Fig. 4: Quantitative analysis and resilience test. | Nature

Fig. 4: Quantitative analysis and resilience test.

From: Controlling diverse robots by inferring Jacobian fields with deep networks

Fig. 4

a, We modified the dynamics of the HSA platform. We attached a rod to the platform and appended 350-g weights at a controlled location, causing the platform to tilt in its resting position. b, Top, our framework enabled the HSA system with changed dynamics to complete the rotation motion. Bottom, the graph shows the distance from goal over time. c, Using a bird’s-eye view, we overlaid the completed 3D trajectory (traj.) on top of the starting configuration of the HSA platform.

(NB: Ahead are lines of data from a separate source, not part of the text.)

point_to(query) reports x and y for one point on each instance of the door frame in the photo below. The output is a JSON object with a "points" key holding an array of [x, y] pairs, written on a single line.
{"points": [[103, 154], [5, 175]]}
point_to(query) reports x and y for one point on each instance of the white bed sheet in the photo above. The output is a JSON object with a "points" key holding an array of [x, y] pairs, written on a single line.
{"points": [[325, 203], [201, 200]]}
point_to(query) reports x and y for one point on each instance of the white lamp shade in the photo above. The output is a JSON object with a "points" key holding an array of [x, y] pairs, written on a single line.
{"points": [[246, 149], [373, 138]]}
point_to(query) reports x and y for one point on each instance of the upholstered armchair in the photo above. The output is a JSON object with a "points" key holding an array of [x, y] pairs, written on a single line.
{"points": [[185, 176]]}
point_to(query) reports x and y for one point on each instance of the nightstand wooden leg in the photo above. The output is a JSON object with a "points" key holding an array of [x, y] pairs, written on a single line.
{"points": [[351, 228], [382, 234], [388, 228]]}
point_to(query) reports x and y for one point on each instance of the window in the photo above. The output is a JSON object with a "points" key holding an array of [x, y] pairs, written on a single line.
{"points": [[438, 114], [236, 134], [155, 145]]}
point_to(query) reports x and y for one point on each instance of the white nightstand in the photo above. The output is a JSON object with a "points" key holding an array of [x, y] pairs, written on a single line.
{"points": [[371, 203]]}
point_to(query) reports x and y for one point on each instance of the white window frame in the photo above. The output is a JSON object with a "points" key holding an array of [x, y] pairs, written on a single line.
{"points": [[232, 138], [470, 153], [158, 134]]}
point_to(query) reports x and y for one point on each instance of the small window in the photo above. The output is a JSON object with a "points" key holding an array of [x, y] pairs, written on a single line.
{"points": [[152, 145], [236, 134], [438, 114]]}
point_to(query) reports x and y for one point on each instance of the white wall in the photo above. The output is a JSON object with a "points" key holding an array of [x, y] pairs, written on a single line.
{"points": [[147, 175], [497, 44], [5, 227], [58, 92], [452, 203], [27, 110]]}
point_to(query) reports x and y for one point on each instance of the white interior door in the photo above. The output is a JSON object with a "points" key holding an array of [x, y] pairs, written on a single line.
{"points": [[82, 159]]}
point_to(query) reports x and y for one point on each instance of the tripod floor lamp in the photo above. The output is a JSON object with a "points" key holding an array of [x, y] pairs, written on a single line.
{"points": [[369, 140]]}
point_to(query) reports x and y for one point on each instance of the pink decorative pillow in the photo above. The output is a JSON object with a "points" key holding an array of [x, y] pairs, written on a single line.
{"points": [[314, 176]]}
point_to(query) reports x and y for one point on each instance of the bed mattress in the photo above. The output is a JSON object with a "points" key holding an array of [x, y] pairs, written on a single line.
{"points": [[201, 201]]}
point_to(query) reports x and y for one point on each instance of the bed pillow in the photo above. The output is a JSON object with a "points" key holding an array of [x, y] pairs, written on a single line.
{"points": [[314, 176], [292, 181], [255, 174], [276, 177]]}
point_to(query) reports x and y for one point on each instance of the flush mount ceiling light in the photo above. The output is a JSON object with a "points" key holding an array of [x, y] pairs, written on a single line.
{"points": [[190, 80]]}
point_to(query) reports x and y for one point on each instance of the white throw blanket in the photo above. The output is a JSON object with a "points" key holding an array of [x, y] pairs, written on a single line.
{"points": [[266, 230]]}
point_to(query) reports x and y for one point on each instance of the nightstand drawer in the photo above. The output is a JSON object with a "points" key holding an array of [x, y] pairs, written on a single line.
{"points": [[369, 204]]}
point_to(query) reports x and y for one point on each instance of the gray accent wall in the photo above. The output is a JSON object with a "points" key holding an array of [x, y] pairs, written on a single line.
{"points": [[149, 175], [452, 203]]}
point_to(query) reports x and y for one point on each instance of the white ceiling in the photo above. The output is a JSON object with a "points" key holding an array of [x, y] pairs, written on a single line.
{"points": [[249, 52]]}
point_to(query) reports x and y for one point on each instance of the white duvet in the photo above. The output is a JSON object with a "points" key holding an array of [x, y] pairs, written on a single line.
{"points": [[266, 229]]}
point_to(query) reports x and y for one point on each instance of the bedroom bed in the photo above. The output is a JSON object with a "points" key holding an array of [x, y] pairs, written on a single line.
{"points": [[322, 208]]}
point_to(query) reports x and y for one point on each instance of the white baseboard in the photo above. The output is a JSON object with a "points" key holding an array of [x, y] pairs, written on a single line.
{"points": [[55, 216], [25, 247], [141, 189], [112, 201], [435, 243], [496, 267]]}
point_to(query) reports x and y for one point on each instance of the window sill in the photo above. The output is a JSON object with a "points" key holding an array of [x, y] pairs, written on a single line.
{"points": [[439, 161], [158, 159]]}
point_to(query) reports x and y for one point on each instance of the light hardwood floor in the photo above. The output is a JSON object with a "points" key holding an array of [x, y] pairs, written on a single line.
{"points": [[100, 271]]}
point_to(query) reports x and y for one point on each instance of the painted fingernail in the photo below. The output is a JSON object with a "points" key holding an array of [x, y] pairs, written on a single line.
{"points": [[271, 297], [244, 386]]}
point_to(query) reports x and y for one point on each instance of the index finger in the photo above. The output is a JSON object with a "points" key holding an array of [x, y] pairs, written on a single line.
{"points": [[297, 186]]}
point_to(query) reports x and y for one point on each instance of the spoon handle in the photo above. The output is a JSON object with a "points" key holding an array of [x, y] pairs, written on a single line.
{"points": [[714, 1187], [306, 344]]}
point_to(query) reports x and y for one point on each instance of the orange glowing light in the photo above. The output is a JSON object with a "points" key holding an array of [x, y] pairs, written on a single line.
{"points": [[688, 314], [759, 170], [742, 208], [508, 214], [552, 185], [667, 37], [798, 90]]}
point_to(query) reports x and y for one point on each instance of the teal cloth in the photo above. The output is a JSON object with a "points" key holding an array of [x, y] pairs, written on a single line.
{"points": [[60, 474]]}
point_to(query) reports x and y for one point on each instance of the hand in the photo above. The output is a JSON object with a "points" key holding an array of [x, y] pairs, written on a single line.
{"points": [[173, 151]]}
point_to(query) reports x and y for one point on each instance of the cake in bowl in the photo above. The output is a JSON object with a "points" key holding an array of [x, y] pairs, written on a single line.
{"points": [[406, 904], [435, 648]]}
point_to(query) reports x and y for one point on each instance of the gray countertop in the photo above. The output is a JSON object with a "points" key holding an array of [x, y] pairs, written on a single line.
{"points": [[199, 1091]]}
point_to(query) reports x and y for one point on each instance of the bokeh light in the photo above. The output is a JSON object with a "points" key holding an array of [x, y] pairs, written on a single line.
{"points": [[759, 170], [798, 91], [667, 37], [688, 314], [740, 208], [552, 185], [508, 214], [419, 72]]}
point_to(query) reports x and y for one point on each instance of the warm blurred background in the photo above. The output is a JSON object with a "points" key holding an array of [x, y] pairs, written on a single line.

We compared the execution trajectory of our approach with the reference trajectory. This visualization confirmed that our method is able to counteract the physical effects of the weight and stabilize the motion trajectory towards the target path. d, The distance from goal of the Allegro hand decreased over time as we executed the motion plan. We measured the distance from goal using both joint errors in degrees and fingertip positions in millimetres. e, Top, the reference trajectory is shown in white and the completed trajectory in colours during a square drawing task. Bottom, distance from goal over time using the Poppy robot arm in four trajectory segments. f, Comparison of our Jacobian predictions with analytical counterparts computed using physics simulations47,48. Our method learnt consistent Jacobian measurements from raw RGB observations.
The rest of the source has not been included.